I tried to shake the sounds out of my ears because I know that rabbits can't talk. I stopped and lit my pipe and then I decided that I would ask that rabbit Charlie another question. I said,"Who are the other creatures of the pasture, Charlie?" The rabbit say, " Well, there"s Amy Armadillo, Stinky Skunk, Freddy Field Mouse and Goofy Gopher, to name a few."

I said, "Gee, that's quite a crowd! By the way Charlie, where did that tiny cedar tree come from? After all they are not usually found in these pastures." Charlie replied, "A big black bird, Connie Crow, brought it to us a couple of years ago. Of course, she didn't bring us a whole tree. She brought us a seed. We planted the seed and, as you can see, it grew. Connie Crow said the tree is her Christmas present to all the little creatures of the pasture.

Farmer George, if you mow it down, we will all be very sad. The larger creatures - the deer, the coyotes and cattle - can choose a big oak for their Christmas tree. We small animals cannot reach the limbs of those trees to put on decorations," said Charlie. I asked, "What do the small creatures use for decorations?" He said, "Amy Armadillo will bring bright red leaves from the sumac bush. Stinky SkunkStinky Skunk will give little white hairs from his tail. Freddy Field Mouse and Goofy Gopher will bring acorns and hang them on the tree for bells. As for me, I'll find the prettiest yellow leaf from the cottonwood tree and, because I stand the tallest, I will place it on top of the tree."

Again, I thought to myself, this is really funny. Rabbits can't talk. Perhaps it's just the wind in my ears or maybe it's just the toll of the years. Anyway, I will just finish mowing down this little tree and surely the voice and the rabbit will leave me. Just as I started the tractor, I noticed that the dirt close to where Charlie had been standing seemed to be moving.

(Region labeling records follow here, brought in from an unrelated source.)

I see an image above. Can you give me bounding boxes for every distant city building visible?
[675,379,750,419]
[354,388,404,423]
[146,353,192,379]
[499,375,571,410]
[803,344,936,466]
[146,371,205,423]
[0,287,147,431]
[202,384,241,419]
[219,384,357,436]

Before I could put the tractor in gear I heard another voice: "Stop, Farmer George, and listen to me!" I looked around and saw a small head poke its way out of the ground just at the place I had seen the dirt move. It was Goofy Gopher, I supposed. "Farmer George," he continued, "You've got a couple problems. First you know that we animals can't talk and yet you stopped your mowing to listen to us." Your second problem is forgetting that all animals are God's creatures. Remember the Sunday school song you used to sing 'All creatures great and small, the Lord God loves them all'?" The little creatures of the pasture would like to celebrate Christmas just as you larger creatures do.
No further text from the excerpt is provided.